The GO annotation results indicate that the core targets after topology are mainly involved in intrinsic apoptosis signaling pathways, regulation of DNA metabolism processes, intracellular receptor signaling pathways, positive regulation of DNA metabolism processes, response to incorrect proteins, DNA biosynthesis and other biological processes; Positioned at sites such as nuclear staining, adhesive plaques, cell matrix junctions, protein DNA complexes, ubiquitin ligase complexes, etc; And it binds to ubiquitin proteins, ubiquitin like proteins, steroid hormone receptors, nuclear receptors, nuclear hormone receptors, etc. The KEGG enrichment analysis results showed that 41 pathways may be involved in the regulation of postpartum abdominal pain in Leonurus japonicus. Among the top 20 pathways, in addition to cancer-related pathways, estrogen signaling pathway, PI3K Akt signaling pathway, MAPK signaling pathway, HIF-1 signaling pathway, etc. are involved. The PI3K Akt signaling pathway plays an important role in regulating various cellular functions, such as metabolism, growth, proliferation, survival, transcription, and protein synthesis. MAPK exists in multiple subtypes, among which ERK is widely present in various tissues and highly involved in the regulation of cell proliferation and differentiation. The postpartum uterus is a hypoxic environment that can activate the HIF-1 signaling pathway, regulate glucose metabolism, cell proliferation, and angiogenesis.

MMP9 is a member of the matrix metalloproteinase family, involved in regulating the estrogen signaling pathway and playing a role in physiological processes such as angiogenesis, cell migration, and wound healing.
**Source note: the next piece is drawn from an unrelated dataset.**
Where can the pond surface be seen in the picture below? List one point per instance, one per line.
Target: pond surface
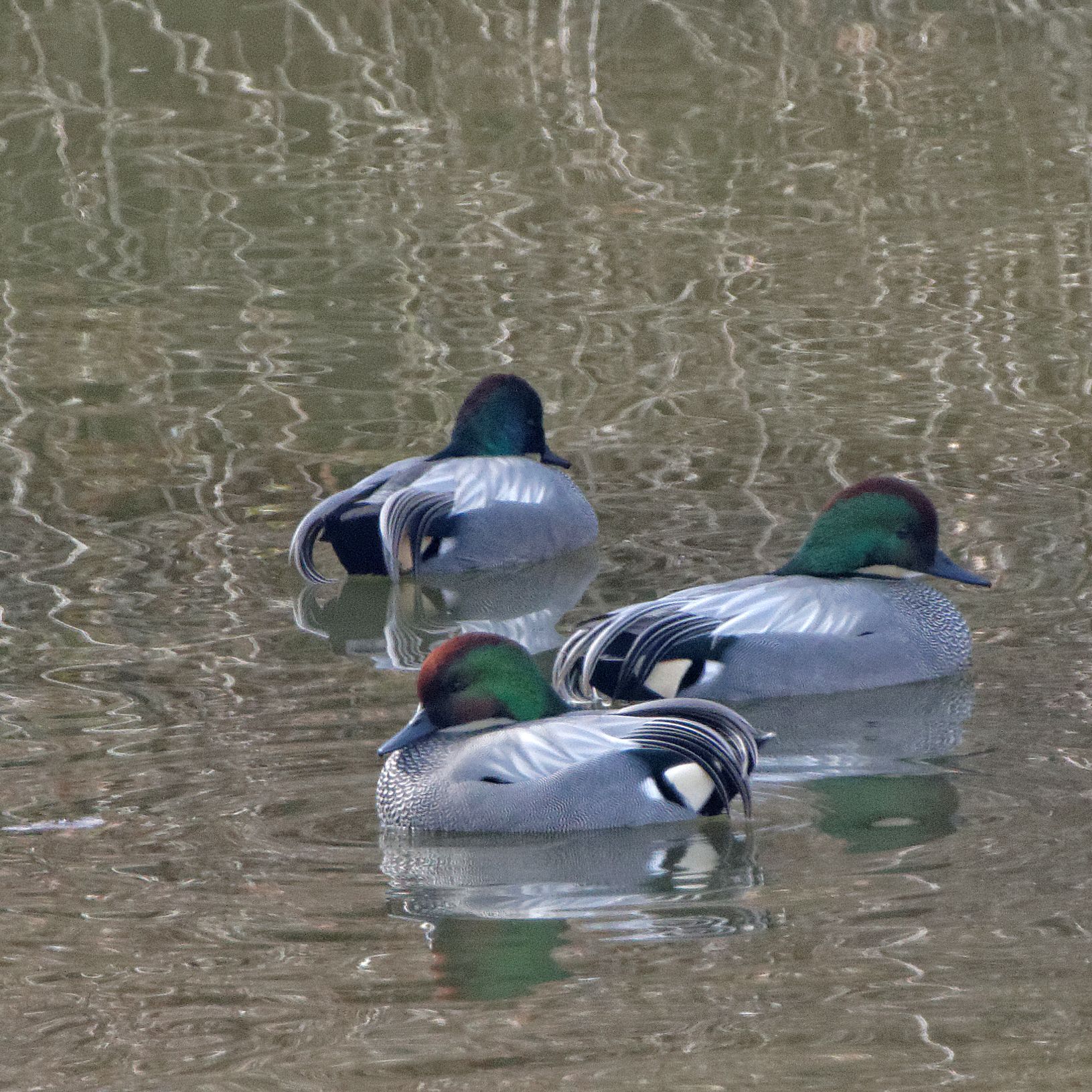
(749, 254)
It can promote uterine angiogenesis and growth during postpartum uterine involution. TIMP1 is a member of the matrix metalloproteinase tissue inhibitory factor family and a downstream effector molecule of the HIF-1 signaling pathway. It can form a complex with MMP9 to inhibit its activity and play an important role in the physiological and pathological processes of postpartum uterus. VEGFA and VEGFR2 are members of vascular endothelial growth factors that participate in the process of endometrial vascular remodeling and play an important role in postpartum uterine involution.
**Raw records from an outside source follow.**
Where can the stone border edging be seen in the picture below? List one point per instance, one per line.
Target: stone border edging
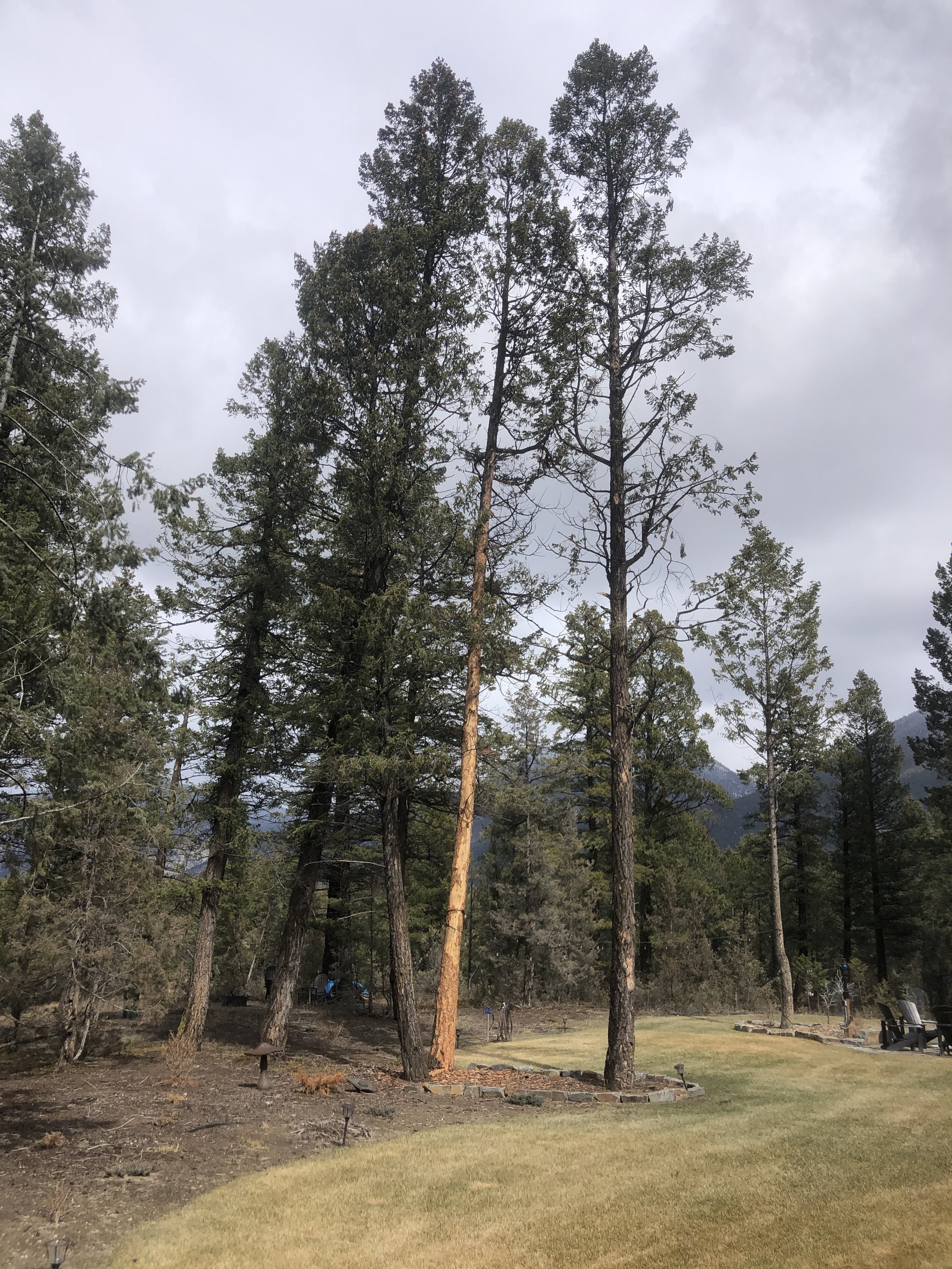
(604, 1096)
(802, 1033)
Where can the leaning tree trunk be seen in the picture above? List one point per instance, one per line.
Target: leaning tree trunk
(620, 1058)
(444, 1051)
(412, 1047)
(779, 943)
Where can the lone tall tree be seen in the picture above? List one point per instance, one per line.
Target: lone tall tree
(526, 262)
(650, 302)
(767, 649)
(880, 796)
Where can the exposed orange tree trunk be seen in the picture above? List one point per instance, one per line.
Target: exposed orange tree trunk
(526, 273)
(649, 302)
(767, 649)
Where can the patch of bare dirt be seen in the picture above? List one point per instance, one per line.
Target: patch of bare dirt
(88, 1151)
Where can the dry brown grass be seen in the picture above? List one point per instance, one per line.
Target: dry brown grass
(323, 1083)
(800, 1157)
(179, 1055)
(60, 1200)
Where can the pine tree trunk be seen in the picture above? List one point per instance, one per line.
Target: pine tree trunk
(875, 880)
(275, 1028)
(444, 1049)
(779, 943)
(225, 819)
(620, 1058)
(875, 883)
(174, 786)
(645, 948)
(412, 1049)
(803, 923)
(847, 880)
(338, 902)
(14, 340)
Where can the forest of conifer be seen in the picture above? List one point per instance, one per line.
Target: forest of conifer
(367, 729)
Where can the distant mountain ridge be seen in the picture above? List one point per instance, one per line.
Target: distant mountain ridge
(728, 827)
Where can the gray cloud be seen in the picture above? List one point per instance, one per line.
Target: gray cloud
(223, 137)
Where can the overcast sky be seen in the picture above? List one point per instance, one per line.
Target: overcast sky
(223, 137)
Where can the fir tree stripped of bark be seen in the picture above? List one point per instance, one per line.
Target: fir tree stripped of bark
(767, 649)
(650, 302)
(526, 266)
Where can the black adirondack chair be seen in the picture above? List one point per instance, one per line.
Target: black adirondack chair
(891, 1028)
(918, 1030)
(944, 1021)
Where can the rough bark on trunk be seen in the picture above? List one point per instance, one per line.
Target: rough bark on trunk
(847, 881)
(803, 923)
(17, 330)
(412, 1049)
(444, 1049)
(777, 911)
(875, 880)
(224, 820)
(275, 1027)
(174, 786)
(620, 1058)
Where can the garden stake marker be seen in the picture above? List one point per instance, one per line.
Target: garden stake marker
(265, 1081)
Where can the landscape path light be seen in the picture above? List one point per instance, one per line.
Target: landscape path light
(263, 1051)
(56, 1253)
(348, 1108)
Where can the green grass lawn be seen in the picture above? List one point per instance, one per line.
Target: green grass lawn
(800, 1155)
The main causes of postpartum abdominal pain are postpartum uterine blood stasis, rigidity and contraction. When the uterus contracts, it causes vascular ischemia, tissue hypoxia, nerve fiber compression, and produces pain similar to dysmenorrhea. Excessive energy of PGF2 α can cause excessive contraction of uterine smooth muscle, vascular spasm, and result in uterine ischemia and hypoxia, leading to abdominal pain. Postpartum uterine tissue is in a state of damage repair, and the occurrence of blood stasis may be related to microcirculatory disorders during uterine repair, that is, difficulty in repairing and regenerating endometrial blood vessels. Therefore, this study prepared a drug induced abortion rat model using mifepristone and misoprostol, which can induce uterine bleeding and blood stasis in rats, consistent with some clinical symptoms of postpartum abdominal pain. Yimucao ointment was used for intervention, and the protein expression of PGF2 α R, MMP9, TIMP1, VEGFA, and VEGFR2 in uterine tissue was measured. The research results indicate that Leonurus can significantly inhibit the upregulation of PGF2 α R and MMP9 proteins, as well as the downregulation of TIMP1 and VEGFR2 proteins in the uterine tissue of model rats.
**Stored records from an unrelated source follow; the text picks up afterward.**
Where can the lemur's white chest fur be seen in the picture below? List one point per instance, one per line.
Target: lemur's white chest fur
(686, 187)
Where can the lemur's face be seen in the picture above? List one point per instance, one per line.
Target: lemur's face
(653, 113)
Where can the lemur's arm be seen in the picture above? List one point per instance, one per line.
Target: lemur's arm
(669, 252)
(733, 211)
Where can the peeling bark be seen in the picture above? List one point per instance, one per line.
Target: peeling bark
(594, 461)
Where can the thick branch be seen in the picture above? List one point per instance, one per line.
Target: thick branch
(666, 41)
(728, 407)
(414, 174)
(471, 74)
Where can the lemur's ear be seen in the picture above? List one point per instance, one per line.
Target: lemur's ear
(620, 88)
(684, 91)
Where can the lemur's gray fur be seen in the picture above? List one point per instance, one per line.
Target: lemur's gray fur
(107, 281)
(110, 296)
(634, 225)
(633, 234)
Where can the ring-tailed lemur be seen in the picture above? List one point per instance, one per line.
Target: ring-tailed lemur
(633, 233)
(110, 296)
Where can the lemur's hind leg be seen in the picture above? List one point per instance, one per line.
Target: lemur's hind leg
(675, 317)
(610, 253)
In summary, this study analyzed the potential mechanism of action of motherwort in treating postpartum abdominal pain through network pharmacology. The results indicate that motherwort exerts its effect through multi-component, multi-target, and multi pathway approaches in treating postpartum abdominal pain. By further examining the effect of Leonurus heterophyllus on the expression levels of related proteins in the uterine tissue of abortion model rats, some network pharmacology results were validated, namely the PI3K Akt signaling pathway, estrogen signaling pathway, MAPK signaling pathway, and HIF-1 signaling pathway may be the main pathways of action of Leonurus heterophyllus in treating postpartum abdominal pain, providing reliable references for further research on the efficacy and mechanism of action of Leonurus heterophyllus.